You have probably seen the PowerPoint deck. I don’t feel a need to discuss the content of it. At the meeting, I couldn’t have imagined that the deck, or any of the content of the presentation, would be leaked. Rather, I felt that I was just briefed into proprietary knowledge.
Imagine for a second: the meeting took place October 9, 2008. On September 15, 2008, Lehman declared bankruptcy, and the US financial system was literally melting down. CNBC coverage was tantamount to a deathwatch… scared-looking, disoriented television pundits trying to figure out what the hell was going on, who was exposed to the financial fallout, who was going to fail. These failures, bailouts, and back-room deals were all happening in realtime, over the course of days. The factual details of the Lehman bankruptcy are fascinating, and even have served to make a very interesting movie.
Once the presentation was over I had a conversation with one of the most important people in the room, and he told me several things that were so scary that it made my head swim. For example, he mentioned that GE Capital might default. It is difficult for me to imagine what would have happened in the ensuing chain of events if GE Capital defaulted, but suffice it to say I don’t think it would have been good.
The press read a lot of ulterior motives into the deck at the time. Some said that Sequoia was just trying to scare people, or drive down prices, or hurt their competition. That all sounds like bullshit to me. I was there, I looked in the partners’ eyes, they weren’t bluffing. They were trying to help us. Present day commentators like to mock that presentation as a “boy who cried wolf” moment that “ultimately did more harm than good.”
My perspective is that our financial system was in a Cuban Missile Crisis sort of moment.

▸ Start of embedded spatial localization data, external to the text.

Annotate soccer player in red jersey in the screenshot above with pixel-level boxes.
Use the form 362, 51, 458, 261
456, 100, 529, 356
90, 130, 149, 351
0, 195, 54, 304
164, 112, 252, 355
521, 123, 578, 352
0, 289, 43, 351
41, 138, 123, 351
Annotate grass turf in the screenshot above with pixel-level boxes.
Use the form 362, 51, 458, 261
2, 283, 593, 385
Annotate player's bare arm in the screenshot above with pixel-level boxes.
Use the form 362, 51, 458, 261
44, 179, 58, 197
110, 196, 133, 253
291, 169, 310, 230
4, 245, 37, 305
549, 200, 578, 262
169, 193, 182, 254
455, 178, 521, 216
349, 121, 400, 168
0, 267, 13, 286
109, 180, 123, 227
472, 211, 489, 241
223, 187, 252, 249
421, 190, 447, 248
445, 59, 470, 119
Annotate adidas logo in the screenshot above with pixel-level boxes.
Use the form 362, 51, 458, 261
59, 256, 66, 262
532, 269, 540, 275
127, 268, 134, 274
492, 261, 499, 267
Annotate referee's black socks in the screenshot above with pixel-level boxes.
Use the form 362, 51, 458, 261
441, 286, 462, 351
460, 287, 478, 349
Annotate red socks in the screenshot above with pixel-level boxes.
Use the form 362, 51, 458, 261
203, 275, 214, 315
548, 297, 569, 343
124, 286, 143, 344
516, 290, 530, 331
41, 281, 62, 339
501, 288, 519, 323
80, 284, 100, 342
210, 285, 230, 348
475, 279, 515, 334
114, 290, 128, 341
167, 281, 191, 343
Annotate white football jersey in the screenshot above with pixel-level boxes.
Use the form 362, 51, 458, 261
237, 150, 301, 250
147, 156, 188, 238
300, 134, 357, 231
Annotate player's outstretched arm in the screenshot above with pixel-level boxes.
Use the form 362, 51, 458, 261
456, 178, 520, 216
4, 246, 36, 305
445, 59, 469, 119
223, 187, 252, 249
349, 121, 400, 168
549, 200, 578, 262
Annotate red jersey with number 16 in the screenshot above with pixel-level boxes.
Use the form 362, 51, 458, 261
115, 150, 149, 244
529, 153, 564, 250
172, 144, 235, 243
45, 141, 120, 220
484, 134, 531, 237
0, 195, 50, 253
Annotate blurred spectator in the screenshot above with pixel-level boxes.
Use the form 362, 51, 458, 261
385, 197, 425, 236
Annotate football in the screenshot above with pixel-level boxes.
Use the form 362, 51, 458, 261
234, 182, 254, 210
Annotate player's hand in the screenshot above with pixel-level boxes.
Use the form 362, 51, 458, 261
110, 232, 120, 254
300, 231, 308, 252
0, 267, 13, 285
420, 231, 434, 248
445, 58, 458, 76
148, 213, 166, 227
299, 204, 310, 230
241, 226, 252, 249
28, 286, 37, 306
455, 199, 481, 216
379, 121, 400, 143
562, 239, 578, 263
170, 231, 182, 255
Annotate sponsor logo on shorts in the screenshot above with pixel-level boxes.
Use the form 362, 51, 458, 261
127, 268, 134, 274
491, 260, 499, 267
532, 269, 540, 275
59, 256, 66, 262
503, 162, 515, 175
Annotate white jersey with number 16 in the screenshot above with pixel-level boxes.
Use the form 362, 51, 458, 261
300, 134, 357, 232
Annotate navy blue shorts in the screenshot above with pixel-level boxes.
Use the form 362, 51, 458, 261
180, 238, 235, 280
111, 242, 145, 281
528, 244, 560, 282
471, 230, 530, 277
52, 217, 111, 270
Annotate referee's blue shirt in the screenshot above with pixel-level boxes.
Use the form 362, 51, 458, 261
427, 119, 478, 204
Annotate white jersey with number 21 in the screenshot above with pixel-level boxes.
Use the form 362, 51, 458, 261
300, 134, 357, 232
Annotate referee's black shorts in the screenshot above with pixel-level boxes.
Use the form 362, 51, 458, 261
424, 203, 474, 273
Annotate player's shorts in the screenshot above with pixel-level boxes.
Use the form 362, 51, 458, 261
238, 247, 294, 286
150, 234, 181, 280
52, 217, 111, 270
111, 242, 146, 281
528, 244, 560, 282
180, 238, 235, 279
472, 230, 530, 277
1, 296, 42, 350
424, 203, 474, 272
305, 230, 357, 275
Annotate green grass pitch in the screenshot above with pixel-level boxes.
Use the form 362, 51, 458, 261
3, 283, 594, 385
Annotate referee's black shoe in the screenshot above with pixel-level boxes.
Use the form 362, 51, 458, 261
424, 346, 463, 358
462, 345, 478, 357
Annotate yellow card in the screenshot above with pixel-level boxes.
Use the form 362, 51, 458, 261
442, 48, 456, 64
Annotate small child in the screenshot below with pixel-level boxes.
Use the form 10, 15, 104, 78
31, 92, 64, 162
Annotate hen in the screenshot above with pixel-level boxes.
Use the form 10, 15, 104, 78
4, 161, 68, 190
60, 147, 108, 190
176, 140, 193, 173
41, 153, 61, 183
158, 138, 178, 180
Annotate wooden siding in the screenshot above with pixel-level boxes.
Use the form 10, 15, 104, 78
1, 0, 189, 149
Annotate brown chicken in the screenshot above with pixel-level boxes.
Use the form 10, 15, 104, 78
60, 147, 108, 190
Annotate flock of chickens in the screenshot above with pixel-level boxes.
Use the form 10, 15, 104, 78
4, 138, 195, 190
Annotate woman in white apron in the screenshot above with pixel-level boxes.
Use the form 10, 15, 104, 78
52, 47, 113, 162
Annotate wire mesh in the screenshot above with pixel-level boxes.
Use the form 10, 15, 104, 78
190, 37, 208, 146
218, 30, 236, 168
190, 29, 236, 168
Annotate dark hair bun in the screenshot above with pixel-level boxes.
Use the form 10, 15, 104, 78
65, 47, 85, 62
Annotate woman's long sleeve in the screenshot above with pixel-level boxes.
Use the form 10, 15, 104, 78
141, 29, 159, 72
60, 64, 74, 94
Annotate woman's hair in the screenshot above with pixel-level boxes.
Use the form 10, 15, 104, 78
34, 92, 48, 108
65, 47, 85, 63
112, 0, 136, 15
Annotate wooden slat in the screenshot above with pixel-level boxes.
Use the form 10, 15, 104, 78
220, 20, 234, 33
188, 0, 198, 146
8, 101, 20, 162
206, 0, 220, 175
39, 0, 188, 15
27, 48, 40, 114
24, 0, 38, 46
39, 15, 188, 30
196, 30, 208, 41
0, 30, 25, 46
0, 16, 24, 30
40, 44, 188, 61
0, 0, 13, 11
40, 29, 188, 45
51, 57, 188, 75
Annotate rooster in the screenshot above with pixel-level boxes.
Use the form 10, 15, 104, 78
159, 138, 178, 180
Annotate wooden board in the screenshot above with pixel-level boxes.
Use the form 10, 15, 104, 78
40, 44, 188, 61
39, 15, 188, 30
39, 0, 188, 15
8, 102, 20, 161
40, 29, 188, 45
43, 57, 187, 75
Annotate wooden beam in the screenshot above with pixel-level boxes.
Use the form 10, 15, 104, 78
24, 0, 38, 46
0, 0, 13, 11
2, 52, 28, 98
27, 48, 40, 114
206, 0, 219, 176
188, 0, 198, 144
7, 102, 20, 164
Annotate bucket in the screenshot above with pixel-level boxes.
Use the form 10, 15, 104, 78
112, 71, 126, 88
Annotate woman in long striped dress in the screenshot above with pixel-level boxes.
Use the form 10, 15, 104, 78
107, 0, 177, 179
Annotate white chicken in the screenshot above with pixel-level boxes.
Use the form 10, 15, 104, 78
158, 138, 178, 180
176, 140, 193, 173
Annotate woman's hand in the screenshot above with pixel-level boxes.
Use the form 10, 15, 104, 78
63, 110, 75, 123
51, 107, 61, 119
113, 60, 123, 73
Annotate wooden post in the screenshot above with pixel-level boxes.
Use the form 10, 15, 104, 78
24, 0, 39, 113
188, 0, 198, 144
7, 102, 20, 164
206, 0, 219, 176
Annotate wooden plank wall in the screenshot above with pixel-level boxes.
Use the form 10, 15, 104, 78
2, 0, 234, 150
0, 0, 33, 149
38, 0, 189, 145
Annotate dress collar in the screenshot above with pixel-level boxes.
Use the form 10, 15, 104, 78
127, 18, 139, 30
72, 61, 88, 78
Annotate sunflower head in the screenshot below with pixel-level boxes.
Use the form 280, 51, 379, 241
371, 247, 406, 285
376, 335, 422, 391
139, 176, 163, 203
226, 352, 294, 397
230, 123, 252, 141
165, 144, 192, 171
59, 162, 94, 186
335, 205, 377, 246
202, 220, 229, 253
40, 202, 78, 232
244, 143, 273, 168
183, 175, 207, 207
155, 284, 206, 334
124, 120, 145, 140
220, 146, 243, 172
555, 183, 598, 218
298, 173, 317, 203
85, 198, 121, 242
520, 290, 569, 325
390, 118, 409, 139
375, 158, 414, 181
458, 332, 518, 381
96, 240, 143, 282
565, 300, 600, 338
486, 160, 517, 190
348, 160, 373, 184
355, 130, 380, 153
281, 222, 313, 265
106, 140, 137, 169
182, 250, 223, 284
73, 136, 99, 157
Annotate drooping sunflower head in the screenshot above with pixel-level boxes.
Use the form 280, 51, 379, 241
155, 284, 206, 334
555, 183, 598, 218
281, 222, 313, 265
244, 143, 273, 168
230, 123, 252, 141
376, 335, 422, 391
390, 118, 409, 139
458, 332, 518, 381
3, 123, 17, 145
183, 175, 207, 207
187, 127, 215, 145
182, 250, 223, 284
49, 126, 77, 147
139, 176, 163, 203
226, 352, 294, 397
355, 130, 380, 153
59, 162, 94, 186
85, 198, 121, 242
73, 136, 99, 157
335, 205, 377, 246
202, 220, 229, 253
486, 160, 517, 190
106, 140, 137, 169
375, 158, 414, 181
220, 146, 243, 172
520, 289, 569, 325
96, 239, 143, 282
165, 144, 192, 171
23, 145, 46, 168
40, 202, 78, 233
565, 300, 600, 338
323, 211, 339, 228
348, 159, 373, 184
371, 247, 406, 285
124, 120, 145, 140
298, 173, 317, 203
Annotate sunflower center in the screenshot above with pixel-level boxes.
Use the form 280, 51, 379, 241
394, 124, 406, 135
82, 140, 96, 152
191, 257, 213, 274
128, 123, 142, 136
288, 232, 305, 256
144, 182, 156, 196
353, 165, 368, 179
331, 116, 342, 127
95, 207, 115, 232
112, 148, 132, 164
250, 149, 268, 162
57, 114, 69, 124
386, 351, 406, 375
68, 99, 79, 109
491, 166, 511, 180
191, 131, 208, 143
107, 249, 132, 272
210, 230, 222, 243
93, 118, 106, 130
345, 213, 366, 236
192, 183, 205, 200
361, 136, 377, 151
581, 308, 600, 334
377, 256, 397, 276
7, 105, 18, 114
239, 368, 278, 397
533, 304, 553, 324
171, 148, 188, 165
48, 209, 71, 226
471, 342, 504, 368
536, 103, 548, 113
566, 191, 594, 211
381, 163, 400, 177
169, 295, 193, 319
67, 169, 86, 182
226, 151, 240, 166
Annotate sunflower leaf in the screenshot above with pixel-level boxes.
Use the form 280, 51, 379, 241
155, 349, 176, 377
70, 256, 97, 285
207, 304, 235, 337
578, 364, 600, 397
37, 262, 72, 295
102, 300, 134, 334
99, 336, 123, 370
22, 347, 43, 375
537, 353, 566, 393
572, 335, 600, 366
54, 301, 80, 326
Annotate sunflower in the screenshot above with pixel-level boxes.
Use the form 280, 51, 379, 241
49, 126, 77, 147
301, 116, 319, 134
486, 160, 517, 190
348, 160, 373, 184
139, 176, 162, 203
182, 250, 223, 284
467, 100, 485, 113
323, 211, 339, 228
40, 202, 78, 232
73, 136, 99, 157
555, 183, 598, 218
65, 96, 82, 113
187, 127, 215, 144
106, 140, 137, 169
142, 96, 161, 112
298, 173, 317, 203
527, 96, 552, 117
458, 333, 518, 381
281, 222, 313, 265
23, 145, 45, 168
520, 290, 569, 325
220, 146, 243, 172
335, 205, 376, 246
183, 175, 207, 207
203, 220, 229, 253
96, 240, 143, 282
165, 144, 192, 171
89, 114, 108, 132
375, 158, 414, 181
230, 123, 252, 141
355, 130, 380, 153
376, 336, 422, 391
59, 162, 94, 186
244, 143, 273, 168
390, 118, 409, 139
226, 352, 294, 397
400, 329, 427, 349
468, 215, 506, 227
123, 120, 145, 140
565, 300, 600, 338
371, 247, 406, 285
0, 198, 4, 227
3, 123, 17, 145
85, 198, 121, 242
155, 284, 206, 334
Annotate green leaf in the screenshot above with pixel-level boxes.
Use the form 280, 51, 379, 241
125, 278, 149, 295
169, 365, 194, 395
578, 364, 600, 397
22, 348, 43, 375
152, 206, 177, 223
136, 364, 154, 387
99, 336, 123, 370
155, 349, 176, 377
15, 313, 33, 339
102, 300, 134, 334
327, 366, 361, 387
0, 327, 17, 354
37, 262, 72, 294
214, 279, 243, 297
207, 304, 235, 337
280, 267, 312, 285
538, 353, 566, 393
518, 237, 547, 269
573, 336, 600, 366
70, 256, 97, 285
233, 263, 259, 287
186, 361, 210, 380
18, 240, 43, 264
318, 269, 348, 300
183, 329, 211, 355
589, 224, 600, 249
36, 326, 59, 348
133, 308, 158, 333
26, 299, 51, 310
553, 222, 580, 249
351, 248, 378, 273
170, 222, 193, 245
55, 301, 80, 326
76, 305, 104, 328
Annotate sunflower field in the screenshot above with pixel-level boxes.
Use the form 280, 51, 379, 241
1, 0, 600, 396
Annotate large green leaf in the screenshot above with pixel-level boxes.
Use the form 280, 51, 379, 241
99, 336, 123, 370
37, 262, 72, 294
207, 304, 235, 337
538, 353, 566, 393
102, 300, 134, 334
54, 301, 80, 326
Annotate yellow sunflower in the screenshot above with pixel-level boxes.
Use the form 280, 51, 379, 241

Most normal people were oblivious what was actually going on, but I think we were just minutes away from a financial disaster at least one, possibly two orders of magnitude worse than what actually happened. I don’t see how Sequoia’s efforts to communicate a (somewhat sanitised) version of the knowledge they had to their portfolio CEOs, and to provide actionable tactical instructions to us, could be perceived of as anything but good faith. That being said, I am glad that presentation ended up being wrong, just as I am glad the Cuban Missile Crisis did not turn into a full-blown nuclear war.
After the presentation was over I vividly remember walking to my car, closing the door, and sitting there in silence for 10 minutes, trying to catch my breath.